For the accuracy of the 6-CIT, Tuijl and colleagues reported the largest number of correct positive predictions and the lowest number of false-positive predictions at a cut-off value of ≥11. Sensitivity and specificity were 0.71 and 0.98, respectively [124]. Compared with the MMSE, based on its equal performance but greater practicality, the 6CIT appears to be preferable to the MMSE in screening for cognitive impairment in older patients in a general hospital setting. However, the QUADAS-2 assessment revealed significant methodological limitations that may have led to overestimation of the accuracy of the 6-CIT.

The second study evaluating the diagnostic accuracy of the CPS, using the same common cut-off value of ≥2, reported 0.56 for sensitivity and 0.93 for specificity [122]. Compared to the rather positive conclusion of Travers and colleagues, the concluding Büla and colleague's statement remained more critical toward an implementation of the CPS in the hospital setting, mainly, because their analyses have shown that the CPS tends to underestimate cognitive impairment in older patients and overestimate it in dependent patients with depressive symptoms and comorbidities. Both are likely to be found in the hospital setting. Methodological limitations arose from the domain of patient selection, index test and reference standard. Due to inappropriate exclusions (privately insured patients and surgical patients), spectrum bias may have led to overestimation; thus, accuracy data should be interpreted with caution. Last, visual assessment of the forest plot showed high levels of heterogeneity where there is little overlap in the sensitivity confidence intervals of both CPS studies [122, 125].

For the T&C, which was evaluated in two studies, Inouye and colleagues reported 0.86 and 0.71 for sensitivity and specificity, respectively [126]. A positive test for either of the two components was classified as a positive result for dementia.
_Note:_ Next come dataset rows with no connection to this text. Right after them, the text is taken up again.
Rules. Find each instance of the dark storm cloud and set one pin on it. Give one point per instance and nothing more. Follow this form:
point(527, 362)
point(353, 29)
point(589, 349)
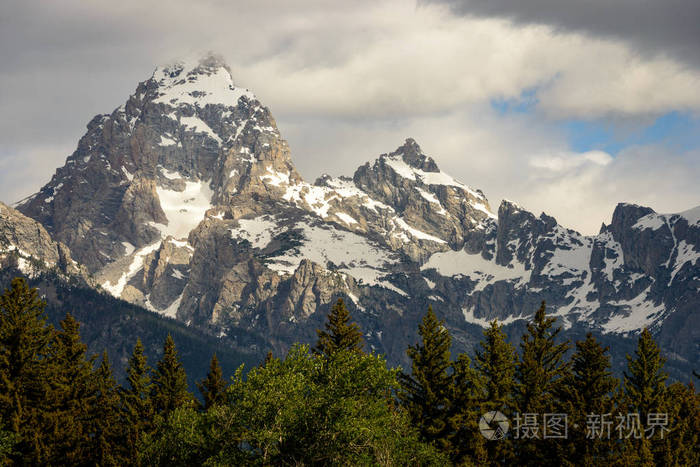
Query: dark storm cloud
point(651, 26)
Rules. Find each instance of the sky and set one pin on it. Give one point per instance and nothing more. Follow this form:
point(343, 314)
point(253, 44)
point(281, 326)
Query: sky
point(564, 107)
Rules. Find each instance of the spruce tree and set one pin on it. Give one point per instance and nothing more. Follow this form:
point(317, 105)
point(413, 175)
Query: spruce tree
point(213, 387)
point(540, 375)
point(25, 341)
point(645, 393)
point(681, 444)
point(495, 362)
point(169, 390)
point(590, 405)
point(136, 401)
point(426, 392)
point(72, 395)
point(108, 430)
point(340, 333)
point(466, 444)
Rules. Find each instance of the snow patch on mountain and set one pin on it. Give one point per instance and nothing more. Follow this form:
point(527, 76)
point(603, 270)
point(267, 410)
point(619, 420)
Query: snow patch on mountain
point(194, 82)
point(183, 209)
point(476, 267)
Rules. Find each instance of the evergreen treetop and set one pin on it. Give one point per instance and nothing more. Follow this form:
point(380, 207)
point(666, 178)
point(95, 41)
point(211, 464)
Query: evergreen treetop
point(426, 392)
point(213, 387)
point(340, 332)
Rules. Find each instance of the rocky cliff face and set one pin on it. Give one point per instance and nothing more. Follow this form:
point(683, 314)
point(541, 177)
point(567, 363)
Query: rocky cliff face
point(25, 245)
point(185, 200)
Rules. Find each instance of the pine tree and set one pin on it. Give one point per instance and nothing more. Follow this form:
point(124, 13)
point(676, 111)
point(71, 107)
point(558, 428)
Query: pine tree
point(213, 387)
point(25, 341)
point(108, 431)
point(495, 363)
point(681, 444)
point(645, 393)
point(540, 374)
point(590, 405)
point(340, 333)
point(169, 390)
point(426, 392)
point(466, 444)
point(73, 396)
point(136, 401)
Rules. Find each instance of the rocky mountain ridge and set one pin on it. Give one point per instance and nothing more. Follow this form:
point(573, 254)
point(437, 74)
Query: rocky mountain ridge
point(185, 201)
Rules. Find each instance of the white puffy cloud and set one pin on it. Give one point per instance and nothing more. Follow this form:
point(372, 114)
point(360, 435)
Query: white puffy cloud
point(349, 80)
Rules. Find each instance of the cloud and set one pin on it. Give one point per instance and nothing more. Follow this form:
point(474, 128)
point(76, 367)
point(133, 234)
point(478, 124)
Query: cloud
point(349, 80)
point(517, 157)
point(665, 27)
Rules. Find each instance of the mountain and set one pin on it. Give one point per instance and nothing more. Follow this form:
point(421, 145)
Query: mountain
point(185, 201)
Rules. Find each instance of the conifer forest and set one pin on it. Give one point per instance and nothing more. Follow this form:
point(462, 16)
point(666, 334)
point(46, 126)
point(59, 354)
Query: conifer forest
point(546, 402)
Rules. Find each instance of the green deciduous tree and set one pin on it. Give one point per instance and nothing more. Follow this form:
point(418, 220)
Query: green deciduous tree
point(300, 410)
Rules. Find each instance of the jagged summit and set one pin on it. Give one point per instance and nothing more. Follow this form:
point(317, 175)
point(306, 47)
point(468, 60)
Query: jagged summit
point(197, 81)
point(412, 154)
point(185, 200)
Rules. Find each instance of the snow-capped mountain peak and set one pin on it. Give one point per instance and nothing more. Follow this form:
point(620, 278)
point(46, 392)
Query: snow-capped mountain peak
point(201, 82)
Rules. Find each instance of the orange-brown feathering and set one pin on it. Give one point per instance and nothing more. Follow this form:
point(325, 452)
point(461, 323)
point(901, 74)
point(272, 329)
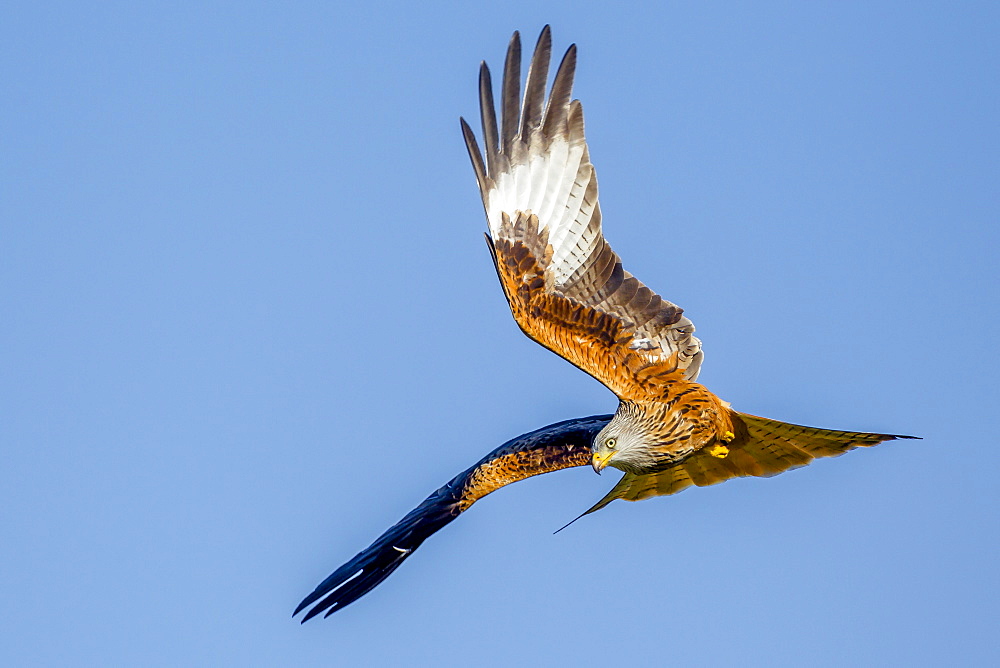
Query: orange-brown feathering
point(515, 466)
point(760, 447)
point(592, 339)
point(673, 416)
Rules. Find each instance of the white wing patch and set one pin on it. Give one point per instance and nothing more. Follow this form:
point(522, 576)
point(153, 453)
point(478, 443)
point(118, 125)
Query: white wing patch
point(538, 165)
point(556, 184)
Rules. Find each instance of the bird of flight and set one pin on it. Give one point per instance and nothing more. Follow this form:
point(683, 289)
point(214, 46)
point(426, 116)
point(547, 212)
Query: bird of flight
point(567, 290)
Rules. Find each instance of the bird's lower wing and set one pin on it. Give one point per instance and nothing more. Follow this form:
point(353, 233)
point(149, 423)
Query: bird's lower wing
point(762, 448)
point(557, 446)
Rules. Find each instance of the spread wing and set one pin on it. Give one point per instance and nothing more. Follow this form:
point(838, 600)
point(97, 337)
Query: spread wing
point(762, 448)
point(566, 287)
point(557, 446)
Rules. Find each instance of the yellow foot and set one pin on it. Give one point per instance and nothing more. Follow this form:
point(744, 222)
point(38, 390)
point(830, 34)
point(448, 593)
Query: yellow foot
point(718, 450)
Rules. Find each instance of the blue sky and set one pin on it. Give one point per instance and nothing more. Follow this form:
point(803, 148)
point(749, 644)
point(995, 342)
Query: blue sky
point(249, 321)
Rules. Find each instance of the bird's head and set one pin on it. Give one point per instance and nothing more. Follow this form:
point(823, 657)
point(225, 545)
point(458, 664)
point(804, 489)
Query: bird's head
point(621, 444)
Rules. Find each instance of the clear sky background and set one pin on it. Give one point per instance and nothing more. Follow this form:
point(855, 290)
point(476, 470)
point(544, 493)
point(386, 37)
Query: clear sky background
point(247, 321)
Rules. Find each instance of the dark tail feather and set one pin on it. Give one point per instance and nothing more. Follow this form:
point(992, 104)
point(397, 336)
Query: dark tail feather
point(557, 446)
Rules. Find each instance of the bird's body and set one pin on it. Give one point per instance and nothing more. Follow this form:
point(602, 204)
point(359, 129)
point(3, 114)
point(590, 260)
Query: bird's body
point(568, 291)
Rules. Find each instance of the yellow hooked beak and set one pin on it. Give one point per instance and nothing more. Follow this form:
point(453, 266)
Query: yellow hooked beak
point(600, 460)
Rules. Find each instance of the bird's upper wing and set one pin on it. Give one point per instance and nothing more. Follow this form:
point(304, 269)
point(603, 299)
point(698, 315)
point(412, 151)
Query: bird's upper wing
point(566, 287)
point(762, 448)
point(557, 446)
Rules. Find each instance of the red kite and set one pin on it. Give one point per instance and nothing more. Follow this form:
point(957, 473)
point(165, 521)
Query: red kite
point(567, 290)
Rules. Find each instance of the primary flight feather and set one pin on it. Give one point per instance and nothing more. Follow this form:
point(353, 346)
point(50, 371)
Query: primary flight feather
point(568, 291)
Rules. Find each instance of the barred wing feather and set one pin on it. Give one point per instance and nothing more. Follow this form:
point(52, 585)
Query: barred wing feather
point(566, 287)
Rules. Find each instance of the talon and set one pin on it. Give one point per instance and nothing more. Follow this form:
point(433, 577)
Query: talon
point(719, 451)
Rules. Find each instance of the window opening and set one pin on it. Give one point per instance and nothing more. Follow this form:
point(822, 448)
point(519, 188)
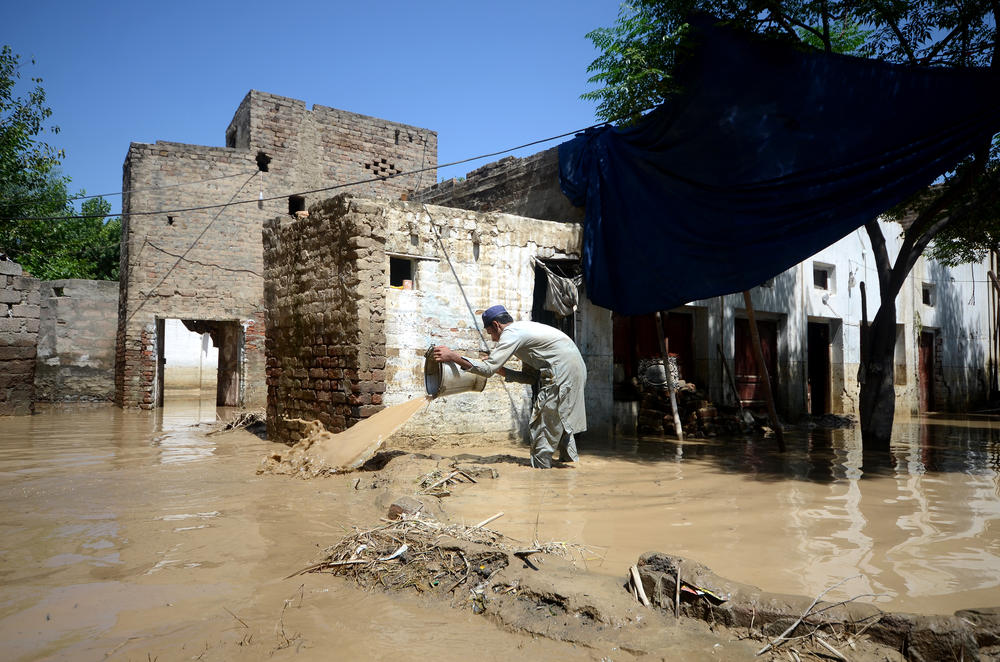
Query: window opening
point(401, 272)
point(821, 278)
point(927, 295)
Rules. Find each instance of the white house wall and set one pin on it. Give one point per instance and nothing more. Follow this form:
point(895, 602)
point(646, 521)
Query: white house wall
point(960, 317)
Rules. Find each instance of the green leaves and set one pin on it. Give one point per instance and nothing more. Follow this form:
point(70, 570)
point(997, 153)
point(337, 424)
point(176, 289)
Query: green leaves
point(31, 186)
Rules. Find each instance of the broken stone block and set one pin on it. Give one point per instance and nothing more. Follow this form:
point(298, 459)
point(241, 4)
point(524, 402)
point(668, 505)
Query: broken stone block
point(405, 506)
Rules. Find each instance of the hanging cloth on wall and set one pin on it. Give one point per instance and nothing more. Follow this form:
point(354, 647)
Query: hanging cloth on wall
point(562, 295)
point(771, 154)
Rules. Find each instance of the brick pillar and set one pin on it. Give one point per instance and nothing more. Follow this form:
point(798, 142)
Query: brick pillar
point(19, 322)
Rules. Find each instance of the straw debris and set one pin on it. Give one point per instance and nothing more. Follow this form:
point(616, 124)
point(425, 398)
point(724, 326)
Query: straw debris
point(429, 556)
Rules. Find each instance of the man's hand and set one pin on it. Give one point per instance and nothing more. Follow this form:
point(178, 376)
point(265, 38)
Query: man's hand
point(442, 353)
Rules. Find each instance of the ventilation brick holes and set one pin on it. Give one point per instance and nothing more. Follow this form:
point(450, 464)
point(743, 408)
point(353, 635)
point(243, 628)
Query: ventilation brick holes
point(382, 168)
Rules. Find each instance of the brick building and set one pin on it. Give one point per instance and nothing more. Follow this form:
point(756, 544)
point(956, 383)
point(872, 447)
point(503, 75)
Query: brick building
point(202, 263)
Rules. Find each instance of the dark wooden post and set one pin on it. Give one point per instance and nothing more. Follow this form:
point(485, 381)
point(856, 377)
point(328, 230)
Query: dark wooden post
point(762, 368)
point(671, 386)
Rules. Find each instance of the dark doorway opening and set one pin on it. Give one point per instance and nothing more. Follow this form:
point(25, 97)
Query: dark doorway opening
point(926, 369)
point(212, 361)
point(818, 384)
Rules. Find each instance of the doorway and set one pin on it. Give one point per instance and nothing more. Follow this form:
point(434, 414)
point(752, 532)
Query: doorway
point(818, 383)
point(199, 359)
point(926, 371)
point(749, 382)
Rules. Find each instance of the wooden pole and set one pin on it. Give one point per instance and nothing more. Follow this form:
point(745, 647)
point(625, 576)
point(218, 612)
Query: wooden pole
point(671, 386)
point(864, 328)
point(762, 369)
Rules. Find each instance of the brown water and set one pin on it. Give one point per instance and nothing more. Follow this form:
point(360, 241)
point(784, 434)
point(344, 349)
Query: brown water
point(921, 523)
point(132, 535)
point(139, 536)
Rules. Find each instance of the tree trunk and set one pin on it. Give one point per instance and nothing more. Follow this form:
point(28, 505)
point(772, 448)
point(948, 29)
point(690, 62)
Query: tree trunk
point(877, 400)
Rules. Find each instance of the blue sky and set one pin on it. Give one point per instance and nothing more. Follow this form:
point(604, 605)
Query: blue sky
point(485, 76)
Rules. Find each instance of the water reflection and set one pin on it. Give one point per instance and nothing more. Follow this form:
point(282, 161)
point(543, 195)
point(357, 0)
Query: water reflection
point(178, 420)
point(918, 521)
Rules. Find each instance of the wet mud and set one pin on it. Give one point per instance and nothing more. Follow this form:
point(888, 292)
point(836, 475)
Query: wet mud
point(138, 535)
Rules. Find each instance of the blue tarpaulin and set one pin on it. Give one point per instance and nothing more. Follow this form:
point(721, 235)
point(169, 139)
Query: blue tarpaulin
point(770, 154)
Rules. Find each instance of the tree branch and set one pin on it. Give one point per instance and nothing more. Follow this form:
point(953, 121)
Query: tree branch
point(899, 34)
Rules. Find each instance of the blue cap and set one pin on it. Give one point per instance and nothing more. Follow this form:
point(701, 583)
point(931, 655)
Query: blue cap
point(492, 313)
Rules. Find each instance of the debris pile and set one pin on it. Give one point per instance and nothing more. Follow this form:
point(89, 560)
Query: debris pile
point(415, 551)
point(700, 417)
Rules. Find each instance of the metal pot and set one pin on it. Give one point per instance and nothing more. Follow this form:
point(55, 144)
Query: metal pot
point(447, 378)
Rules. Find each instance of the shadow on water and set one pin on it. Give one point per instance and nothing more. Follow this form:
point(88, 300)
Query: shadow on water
point(929, 444)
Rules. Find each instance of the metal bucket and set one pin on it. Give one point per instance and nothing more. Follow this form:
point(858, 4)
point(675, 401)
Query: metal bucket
point(448, 378)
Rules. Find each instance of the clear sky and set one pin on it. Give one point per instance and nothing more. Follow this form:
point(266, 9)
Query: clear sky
point(485, 76)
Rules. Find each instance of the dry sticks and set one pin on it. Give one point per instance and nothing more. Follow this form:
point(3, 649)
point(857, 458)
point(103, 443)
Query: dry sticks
point(784, 636)
point(426, 555)
point(436, 485)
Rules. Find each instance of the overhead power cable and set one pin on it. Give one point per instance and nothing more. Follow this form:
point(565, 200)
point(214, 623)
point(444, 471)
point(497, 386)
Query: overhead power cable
point(135, 190)
point(157, 188)
point(232, 203)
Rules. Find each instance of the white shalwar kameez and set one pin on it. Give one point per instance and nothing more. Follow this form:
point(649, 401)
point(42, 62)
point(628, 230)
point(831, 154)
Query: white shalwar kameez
point(558, 411)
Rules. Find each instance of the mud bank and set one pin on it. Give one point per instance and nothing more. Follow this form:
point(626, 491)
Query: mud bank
point(530, 587)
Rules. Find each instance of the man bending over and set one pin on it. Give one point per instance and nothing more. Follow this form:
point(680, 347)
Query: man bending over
point(552, 361)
According to the authors, the T&C was well tolerated and acceptable to nearly all participants across educational levels and diverse cultural backgrounds. Considering its relatively high sensitivity and negative predictive value (0.97), the T&C is advocated as a brief screener in high-risk settings for sequential use in combination with further clinical assessments to evaluate possible positive results. The methodological assessment showed no risk of bias or applicability concerns except for the index test, which was not administered early during hospitalization.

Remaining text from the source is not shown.